また、専門機関としての組織体制とする観点からも、県派遣職員や県退職者の登用は、最小限にとどめること。

3 県庁舎建替えと県有施設の最適化

(1) 元町周辺再整備と県庁舎の建替えについて

 新たな民間投資を呼び込むような活力あふれる元町周辺整備に向けて、神戸市と緊密な連携を図りながら早期に着手すること。県庁舎等の再整備については、県民サービスの低下や業務効率化を阻害しない職員の配置計画をもとに検討を進めること。
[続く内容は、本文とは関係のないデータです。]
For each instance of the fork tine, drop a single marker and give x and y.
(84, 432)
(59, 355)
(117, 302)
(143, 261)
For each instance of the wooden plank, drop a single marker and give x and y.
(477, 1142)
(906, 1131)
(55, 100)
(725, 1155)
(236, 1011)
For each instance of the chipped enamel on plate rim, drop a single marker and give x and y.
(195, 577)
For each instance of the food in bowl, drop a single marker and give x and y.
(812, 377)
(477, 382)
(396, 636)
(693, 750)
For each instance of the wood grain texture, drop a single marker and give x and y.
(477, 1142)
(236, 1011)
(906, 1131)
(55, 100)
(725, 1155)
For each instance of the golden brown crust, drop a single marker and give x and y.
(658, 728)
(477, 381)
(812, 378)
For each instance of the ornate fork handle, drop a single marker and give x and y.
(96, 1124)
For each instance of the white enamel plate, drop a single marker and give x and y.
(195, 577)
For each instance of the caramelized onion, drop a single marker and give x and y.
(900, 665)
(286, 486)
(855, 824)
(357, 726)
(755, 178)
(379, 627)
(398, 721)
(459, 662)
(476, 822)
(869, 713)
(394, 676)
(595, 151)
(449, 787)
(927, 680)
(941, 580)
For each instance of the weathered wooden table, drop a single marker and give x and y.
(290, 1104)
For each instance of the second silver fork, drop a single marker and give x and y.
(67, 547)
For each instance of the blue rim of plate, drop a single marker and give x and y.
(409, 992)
 また、建替え完了までの間においても、災害発生時の拠点としての機能が求められるほか、現庁舎で働く職員の安全を確保する必要があることから、現庁舎で働く職員の耐震不足への不安、職場環境の悪化、ストレスの改善などに対する対策を講ずるよう努めること。

(2)保有数量調整と管理運営について

 県有施設については、人口減少社会を前提に廃止も選択肢の一つとして、その管理運営に係る基本方針や具体的な整備計画を定め、全庁的な保有総量について不断の見直しを進めること。民間事業者のノウハウを活用することにより、効率的で質の高い管理運営が期待できる施設については、原則として公募により最適な指定管理者を選定すること。

Ⅳ 「健康福祉社会」の実現に向けて

1  健康づくり対策の推進

(1) 県民の健康づくりの推進

 より多くの県民が健康上問題なく日常生活を過ごせる「健康寿命」の延伸を目標とし、健康寿命全国1位を目指して取組を進めること。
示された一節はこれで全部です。